Once you gotten yourself settled in to Google+, by which I mean your account has been completed and you've either located your current friends or gone out to find some new ones through Google's recommendations, it's time to really make the service yours. Google+ has some terrific tools filling your stream with as much or as little information as you choose, and that content can either be narrowed down to specific topics or a firehose of whatever is popular on the service right now. If you so choose, there are even tools to set yourself up as a broadcaster of exciting content. All you need to know is which buttons to push, and how to turn it all off if you've made a mistake.
We're going to explore some of the content-specific portions of Google+ here. Using Communities, exploring What's Hot, and how to set up and manage a Page.
Using What's Hot
Like every other social network, Google+ offers up a variety of tools to see what all the cool kids are talking about right now. You can usually get this information at a glance by checking out the popular hastags or keywords that are current being used across the network, but if you're interested in taking a look at individual posts that are currently popular across the network, the What's Hot feed is where you want to be.
What's Hot is, as the name suggests, a list of popular posts on Google+ right this second. It could be because a post has gotten a lot of +1 activity, a lot of Reshares, or even just a ton of comments. You don't have to do anything special for a post to wind up on What's Hot, aside from have a lot of interaction happening on your post. Once a post hits the What's Hot feed, the entire social network can see it and interaction tends to increase by an order of magnitude.
Because What's Hot is a stream of posts that you only kind of asked for, you have control over how many of these posts show up for you to see. From the What's Hot page you have access to a scale. You can slide that scale so every post from this section of Google+ shows up in your stream, or you can shut it off entirely and pretend it never exists. Whichever position you set the slider, you can always go back and change things if you're not happy. As with most things in Google+, you can tweak until you're happy.
There are times where you really just want to talk to folks who like what you like, and no matter how well your stream is filtered or your circles managed you're still likely to run into situations where you have to take time to explain whatever it is you are doing in those situations. Google's solution to this is Communities, a closed off section of Google+ where posts to and from members can be moderated and managed independent from the rest of the social network.
Communities can be as open or as locked down as the creator chooses, which means there are some communities you can just click once and join, while others require an invitation. Once inside a community, you can post in much the same way you would in normal G+ without the content leaving the community. While many communities end up being hubs for specific topics (the Android Central G+ Community, for example) you'll find others are for local groups or even as organization tools for things like Role Playing Games. As a result, these groups vary wildly in size depending on what you are doing.
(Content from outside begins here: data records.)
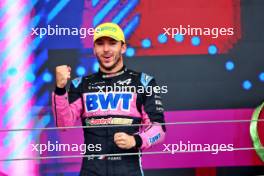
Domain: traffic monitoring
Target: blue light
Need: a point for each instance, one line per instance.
(54, 12)
(247, 85)
(261, 77)
(212, 49)
(12, 71)
(47, 77)
(130, 52)
(230, 65)
(80, 71)
(178, 38)
(146, 43)
(96, 67)
(30, 77)
(196, 41)
(125, 11)
(162, 38)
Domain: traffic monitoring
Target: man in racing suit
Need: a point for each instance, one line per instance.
(113, 96)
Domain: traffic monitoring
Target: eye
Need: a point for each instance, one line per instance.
(99, 43)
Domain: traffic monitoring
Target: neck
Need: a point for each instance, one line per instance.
(117, 68)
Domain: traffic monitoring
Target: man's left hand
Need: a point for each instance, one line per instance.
(124, 141)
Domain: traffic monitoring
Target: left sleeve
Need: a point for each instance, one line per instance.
(152, 114)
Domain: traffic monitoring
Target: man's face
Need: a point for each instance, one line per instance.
(109, 52)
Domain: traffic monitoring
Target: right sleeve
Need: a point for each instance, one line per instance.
(66, 106)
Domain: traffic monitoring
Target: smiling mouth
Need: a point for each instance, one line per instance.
(107, 58)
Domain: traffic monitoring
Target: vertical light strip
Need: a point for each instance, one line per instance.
(17, 61)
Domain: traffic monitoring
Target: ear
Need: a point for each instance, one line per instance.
(123, 48)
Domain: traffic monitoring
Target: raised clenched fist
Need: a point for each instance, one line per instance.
(63, 73)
To help with this, Communities can be broken out into multiple topics to silo communication even further.
For Android users, Communities have an added feature. Google allows Android developers to use Communities as beta testing groups for apps before they are available publicly on the Google Play Store, giving users a discrete location to discuss bugs and request features from the people responsible for the app. It's a great way to get involved in an app you are a big fan of, and developers get a chance to add a little extra polish before publishing their latest creation.
By default, Communities are set to give you a notification whenever someone has created a post. This is great if you want to remain constantly connected to your community, but if you're part of a huge community it's easy to become overwhelmed. Turning off this function is very simple. On your phone, tap the Settings gear from within the community and uncheck the Notifications box. On your PC, head to the community and click the Notification icon on the far left. You can also use the Settings gear to control whether or not Community posts show up in your normal stream, thanks to a checkbox of its very own.
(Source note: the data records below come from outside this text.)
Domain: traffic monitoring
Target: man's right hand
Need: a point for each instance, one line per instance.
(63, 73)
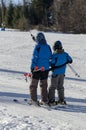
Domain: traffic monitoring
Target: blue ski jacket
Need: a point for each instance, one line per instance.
(41, 56)
(60, 59)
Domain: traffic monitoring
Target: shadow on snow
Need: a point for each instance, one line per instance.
(22, 72)
(74, 105)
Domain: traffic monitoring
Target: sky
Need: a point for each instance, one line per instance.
(16, 50)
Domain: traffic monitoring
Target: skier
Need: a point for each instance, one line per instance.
(60, 57)
(41, 59)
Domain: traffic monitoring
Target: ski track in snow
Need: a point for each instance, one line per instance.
(15, 58)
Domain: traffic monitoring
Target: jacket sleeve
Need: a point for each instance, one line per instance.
(69, 59)
(34, 58)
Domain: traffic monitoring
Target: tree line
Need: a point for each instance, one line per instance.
(67, 16)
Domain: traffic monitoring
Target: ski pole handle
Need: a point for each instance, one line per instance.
(76, 74)
(33, 37)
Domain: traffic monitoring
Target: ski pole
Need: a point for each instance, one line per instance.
(76, 74)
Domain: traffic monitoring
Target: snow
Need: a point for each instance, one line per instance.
(15, 57)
As much fun as being a participant can be in this wide social world, there's something to be said for taking the reigns and setting up your own soapbox. Pages are Google+ accounts for things that aren't people. It's a tool for organizations big and small, from Verizon Wireless to a little handmade jewelry thing you do in your free time, to participate in the conversation.
Anyone can start a Page, and there are no rules that say you have to make money or sell things to use Pages effectively. This account type is set up to offer you metrics on how users are interacting with you in a way that isn't useful to most folks, and you can have multiple people run a Page without handing over a username and password. As long as everyone involved has a Google+ account, you're good to go.
From the perspective of a user interacting with a Page, it's just like any other Google+ account. You can circle, +1, tag, mute, and especially block Google+ pages with ease. The only other real difference from the perspective of someone interacting with a Page is not always knowing who is on the other end, aside form them being somehow involved in running that Page. This feature is mostly about a more organized way for groups to better interact with their audience, which is cool.
Most of what you do In Google+ after you've gotten set up, when you aren't having fun talking with friends new and old, is tweak your stream to perfection. It's all about what works best for you, whether that's the most popular cat video or a tightly filtered trickle of ways to make the most popular cat video. Through Communities, Pages, and What's Hot, you control exactly how you interact with Google+ in a way that just doesn't exist anywhere else.